La riunione ha preso il via alle 15. Ha aperto i lavori il presidente della Regione Siciliana, Nello Musumeci, che ha sottolineato l’importanza della programmazione e dell’utilizzo dei fondi comunitari. “La condizione di emergenza che stiamo vivendo – ha detto il presidente Musumeci – non è più soltanto sanitaria, ma è anche economica. E in Sicilia, dove già prima del Covid si registrava il più alto tasso di povertà, la situazione rischia di diventare drammatica. Bisogna quindi dare risposte al potenziamento del sistema sanitario e sostenere quello fragile dell’imprenditoria, perché le imprese possano sopravvivere e tornare a occupare il proprio spazio di mercato. È importante – ha aggiunto – attivare incentivi massicci per sostenere in particolare il turismo, che è uno dei settori trainanti della nostra economia, visto che la Sicilia è una delle mete preferite al mondo. Senza dimenticare poi il sistema scolastico, che necessita di tutta l’attenzione possibile. C’è bisogno – ha concluso il governatore – di una ulteriore riprogrammazione dei programmi di spesa per neutralizzare la crisi che sta uccidendo migliaia di imprese. Serve farlo con tempestività e urgenza”.

L’Autorità di coordinamento dell’Autorità di gestione del Po Fesr, Federico Lasco, ha quindi illustrato ai partecipanti lo stato di attuazione del Programma operativo, con i dati sulle procedure attivate (oltre 240 per un importo pari a 4.747.539.000 euro), sui progetti finanziati (finora 4094), e sulle previsioni di spesa per fine anno, che con 314 milioni e 907 mila euro supererebbero il target cosiddetto “n+3” (fissato a 283 milioni e 495 mila euro).

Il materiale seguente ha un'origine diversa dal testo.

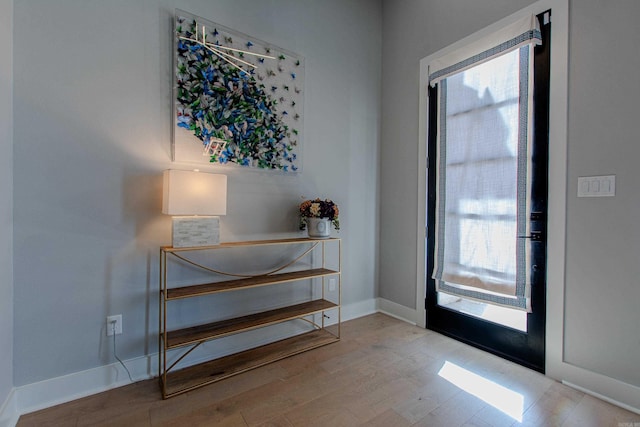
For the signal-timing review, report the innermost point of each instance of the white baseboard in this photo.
(359, 309)
(9, 410)
(603, 397)
(44, 394)
(54, 391)
(396, 310)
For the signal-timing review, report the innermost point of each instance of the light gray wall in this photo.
(603, 234)
(6, 199)
(603, 237)
(92, 131)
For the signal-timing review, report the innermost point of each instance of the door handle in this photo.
(536, 236)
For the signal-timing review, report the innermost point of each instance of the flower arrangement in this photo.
(319, 209)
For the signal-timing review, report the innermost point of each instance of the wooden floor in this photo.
(382, 373)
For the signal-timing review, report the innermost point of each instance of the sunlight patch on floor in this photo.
(503, 399)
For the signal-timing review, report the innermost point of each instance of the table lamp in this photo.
(195, 199)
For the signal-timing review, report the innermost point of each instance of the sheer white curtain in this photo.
(484, 128)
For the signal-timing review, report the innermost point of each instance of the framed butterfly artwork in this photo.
(238, 101)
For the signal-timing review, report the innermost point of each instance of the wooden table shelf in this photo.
(175, 379)
(222, 328)
(212, 371)
(248, 282)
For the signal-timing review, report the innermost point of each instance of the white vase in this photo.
(319, 228)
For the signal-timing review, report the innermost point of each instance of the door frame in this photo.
(557, 173)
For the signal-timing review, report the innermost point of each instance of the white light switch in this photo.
(597, 186)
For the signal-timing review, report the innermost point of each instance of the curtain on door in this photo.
(484, 132)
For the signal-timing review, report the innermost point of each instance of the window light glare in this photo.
(503, 399)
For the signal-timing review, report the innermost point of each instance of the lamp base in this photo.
(195, 231)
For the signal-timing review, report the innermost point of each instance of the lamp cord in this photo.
(113, 329)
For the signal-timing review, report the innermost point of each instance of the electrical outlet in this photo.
(117, 319)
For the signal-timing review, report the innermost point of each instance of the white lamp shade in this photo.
(194, 193)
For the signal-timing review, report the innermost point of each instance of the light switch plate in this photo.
(597, 186)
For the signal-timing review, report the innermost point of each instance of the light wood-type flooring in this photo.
(383, 372)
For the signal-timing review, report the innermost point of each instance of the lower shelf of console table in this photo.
(192, 377)
(311, 267)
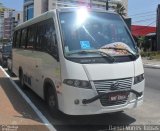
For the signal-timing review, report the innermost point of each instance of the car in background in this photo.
(5, 54)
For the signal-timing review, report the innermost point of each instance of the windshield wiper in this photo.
(104, 54)
(115, 48)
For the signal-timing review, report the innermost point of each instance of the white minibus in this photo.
(81, 61)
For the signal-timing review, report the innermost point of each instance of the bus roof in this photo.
(50, 14)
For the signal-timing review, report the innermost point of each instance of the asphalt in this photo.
(151, 63)
(15, 112)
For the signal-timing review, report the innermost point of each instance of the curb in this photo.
(153, 66)
(36, 110)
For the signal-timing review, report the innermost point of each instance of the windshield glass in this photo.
(86, 30)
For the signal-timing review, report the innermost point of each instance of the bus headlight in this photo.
(78, 83)
(138, 78)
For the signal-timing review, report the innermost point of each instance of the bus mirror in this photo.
(139, 50)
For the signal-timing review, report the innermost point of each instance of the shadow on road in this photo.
(15, 99)
(94, 122)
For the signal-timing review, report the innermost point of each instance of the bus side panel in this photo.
(46, 67)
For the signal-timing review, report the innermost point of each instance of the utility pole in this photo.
(158, 28)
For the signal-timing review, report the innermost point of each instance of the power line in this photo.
(143, 15)
(145, 19)
(148, 12)
(145, 26)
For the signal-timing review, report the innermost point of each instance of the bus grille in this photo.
(105, 86)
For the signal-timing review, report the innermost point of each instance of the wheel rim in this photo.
(21, 80)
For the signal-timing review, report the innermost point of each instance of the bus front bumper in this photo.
(90, 104)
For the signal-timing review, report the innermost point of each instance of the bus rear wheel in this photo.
(52, 101)
(21, 79)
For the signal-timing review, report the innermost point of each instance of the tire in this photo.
(21, 79)
(52, 103)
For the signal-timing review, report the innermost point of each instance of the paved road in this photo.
(148, 113)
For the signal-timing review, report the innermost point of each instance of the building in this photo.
(11, 19)
(158, 28)
(33, 8)
(92, 3)
(28, 9)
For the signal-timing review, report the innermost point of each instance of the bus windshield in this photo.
(89, 31)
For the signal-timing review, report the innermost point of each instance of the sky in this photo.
(142, 12)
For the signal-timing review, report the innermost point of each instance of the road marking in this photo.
(41, 116)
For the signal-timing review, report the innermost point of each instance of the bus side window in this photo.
(31, 37)
(14, 39)
(40, 40)
(50, 36)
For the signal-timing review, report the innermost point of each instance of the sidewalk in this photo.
(151, 63)
(15, 113)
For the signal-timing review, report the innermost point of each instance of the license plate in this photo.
(117, 97)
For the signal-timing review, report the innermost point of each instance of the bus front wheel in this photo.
(21, 79)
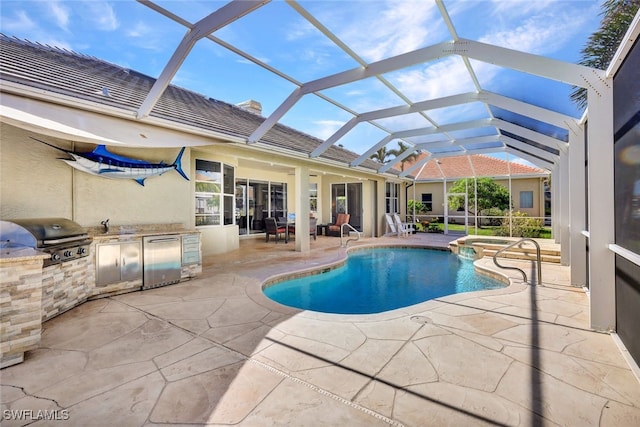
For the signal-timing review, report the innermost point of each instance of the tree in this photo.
(603, 44)
(490, 195)
(382, 155)
(402, 147)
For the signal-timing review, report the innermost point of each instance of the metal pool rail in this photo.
(524, 275)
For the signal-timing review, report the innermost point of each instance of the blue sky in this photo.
(132, 35)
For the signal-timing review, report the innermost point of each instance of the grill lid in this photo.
(42, 232)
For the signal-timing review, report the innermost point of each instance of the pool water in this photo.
(377, 280)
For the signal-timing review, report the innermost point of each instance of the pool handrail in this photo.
(524, 275)
(342, 233)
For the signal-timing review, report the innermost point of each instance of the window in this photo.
(427, 201)
(526, 199)
(214, 193)
(313, 198)
(393, 204)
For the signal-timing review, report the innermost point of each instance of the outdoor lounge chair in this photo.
(313, 228)
(404, 228)
(336, 228)
(273, 229)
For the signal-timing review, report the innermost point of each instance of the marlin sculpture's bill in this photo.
(103, 163)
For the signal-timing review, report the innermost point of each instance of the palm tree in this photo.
(603, 44)
(381, 156)
(402, 147)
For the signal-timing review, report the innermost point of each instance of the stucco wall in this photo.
(35, 183)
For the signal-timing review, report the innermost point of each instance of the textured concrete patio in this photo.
(216, 351)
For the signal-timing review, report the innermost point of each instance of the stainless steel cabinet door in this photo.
(131, 267)
(107, 264)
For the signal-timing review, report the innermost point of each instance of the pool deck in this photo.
(216, 351)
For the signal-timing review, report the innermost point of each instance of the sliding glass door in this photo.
(347, 198)
(257, 200)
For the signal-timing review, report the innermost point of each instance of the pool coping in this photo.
(255, 290)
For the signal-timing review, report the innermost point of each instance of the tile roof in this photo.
(468, 166)
(61, 71)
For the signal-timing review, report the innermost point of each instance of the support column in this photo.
(577, 256)
(303, 242)
(601, 205)
(555, 203)
(565, 240)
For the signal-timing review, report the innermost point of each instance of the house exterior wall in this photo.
(34, 183)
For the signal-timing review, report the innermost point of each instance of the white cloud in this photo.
(102, 15)
(519, 7)
(542, 32)
(60, 14)
(436, 80)
(398, 27)
(20, 22)
(325, 128)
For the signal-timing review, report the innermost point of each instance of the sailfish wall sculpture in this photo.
(101, 162)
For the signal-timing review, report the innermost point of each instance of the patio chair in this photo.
(404, 228)
(273, 229)
(313, 228)
(336, 228)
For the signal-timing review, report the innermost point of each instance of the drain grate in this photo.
(420, 319)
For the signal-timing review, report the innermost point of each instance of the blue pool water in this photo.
(377, 280)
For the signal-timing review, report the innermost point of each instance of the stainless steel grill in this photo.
(62, 238)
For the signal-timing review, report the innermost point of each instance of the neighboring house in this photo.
(75, 102)
(526, 183)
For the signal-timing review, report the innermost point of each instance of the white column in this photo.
(565, 241)
(446, 207)
(578, 253)
(303, 242)
(600, 205)
(555, 203)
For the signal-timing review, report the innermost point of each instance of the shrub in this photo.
(523, 226)
(492, 212)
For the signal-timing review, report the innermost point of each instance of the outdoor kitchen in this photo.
(50, 265)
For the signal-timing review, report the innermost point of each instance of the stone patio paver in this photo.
(216, 351)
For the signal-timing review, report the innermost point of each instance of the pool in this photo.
(382, 279)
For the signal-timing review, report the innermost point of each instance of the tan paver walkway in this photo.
(216, 351)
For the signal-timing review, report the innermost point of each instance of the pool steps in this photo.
(483, 247)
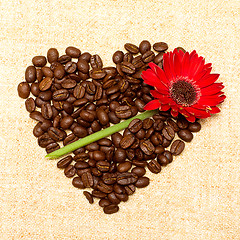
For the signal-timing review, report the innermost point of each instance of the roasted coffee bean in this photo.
(159, 149)
(23, 90)
(168, 132)
(30, 74)
(142, 182)
(46, 111)
(104, 202)
(194, 127)
(39, 61)
(185, 135)
(36, 116)
(78, 183)
(126, 178)
(69, 171)
(124, 166)
(80, 131)
(144, 46)
(60, 95)
(52, 55)
(87, 179)
(73, 52)
(128, 67)
(118, 57)
(110, 209)
(130, 189)
(140, 105)
(135, 125)
(148, 56)
(131, 48)
(147, 147)
(103, 166)
(69, 83)
(127, 141)
(59, 72)
(177, 147)
(64, 59)
(154, 166)
(52, 147)
(123, 112)
(35, 89)
(160, 46)
(37, 130)
(96, 61)
(30, 105)
(88, 196)
(104, 187)
(56, 134)
(182, 122)
(165, 142)
(139, 171)
(64, 162)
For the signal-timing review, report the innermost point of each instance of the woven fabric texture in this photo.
(196, 197)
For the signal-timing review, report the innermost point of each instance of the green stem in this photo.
(98, 135)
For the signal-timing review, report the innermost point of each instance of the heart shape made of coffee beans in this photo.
(76, 96)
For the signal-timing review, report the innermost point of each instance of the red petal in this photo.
(208, 80)
(212, 89)
(154, 104)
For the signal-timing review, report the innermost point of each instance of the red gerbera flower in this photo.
(185, 86)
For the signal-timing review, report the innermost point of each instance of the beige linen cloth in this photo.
(196, 197)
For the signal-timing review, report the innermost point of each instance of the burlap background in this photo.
(195, 197)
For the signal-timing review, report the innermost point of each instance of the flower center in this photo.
(183, 93)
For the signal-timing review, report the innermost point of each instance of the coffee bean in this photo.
(39, 61)
(52, 55)
(56, 134)
(23, 90)
(168, 132)
(73, 52)
(128, 68)
(142, 182)
(69, 171)
(194, 127)
(78, 183)
(185, 135)
(124, 166)
(83, 66)
(87, 179)
(60, 95)
(144, 46)
(127, 141)
(131, 48)
(147, 147)
(130, 189)
(177, 147)
(88, 196)
(139, 171)
(103, 166)
(30, 105)
(154, 166)
(160, 46)
(104, 202)
(64, 162)
(118, 57)
(148, 56)
(123, 112)
(126, 178)
(110, 209)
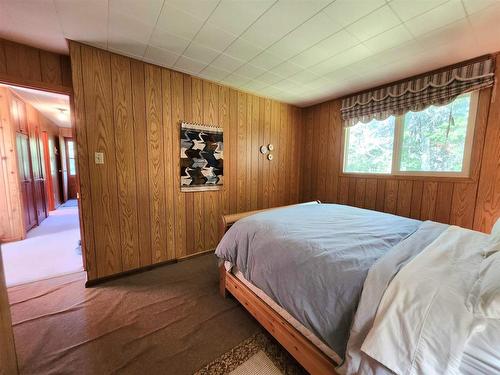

Si è poi passati alla riprogrammazione delle risorse già effettuata, per finanziare le misure per il contrasto all’emergenza. In seguito alla Legge di stabilità regionale del maggio scorso e alla Decisione n. 6492 della Commissione europea del 18 settembre, infatti, il Programma è stato rimodulato, riservando quattrocento milioni di euro alle azioni per il contrasto all’emergenza nell’ambito degli obiettivi del Po Fesr. Tra le misure principali del Piano Covid della Regione, il sostegno alle microimprese previsto dal bando “Bonus Sicilia” che ha registrato 58 mila istanze. Il dipartimento Attività Produttive, responsabile della procedura, ha reso noto oggi di avere già avviato l’erogazione delle risorse per oltre il novanta per cento delle aziende beneficiarie: sono in fase di liquidazione i contributi a fondo perduto per circa 55mila imprese, mentre per le restanti tremila sono in corso alcune verifiche amministrative.

Alla riunione sono inoltre intervenuti: per la Dg Regio della Commissione Ue, il capo unità per l’Italia e Malta, Willibrordus Sluijters, e il rapporteur per il Po Fesr Sicilia 2014-2020, Pasquale D’Alessandro; per l’Agenzia nazionale per la Coesione territoriale, Vincenzo Gazzerro; per il Dipartimento Politiche di coesione della Presidenza del Consiglio dei ministri, Ivana Sacco; per la Regione Siciliana, i dirigenti generali dei Dipartimenti responsabili dell’attuazione del Programma.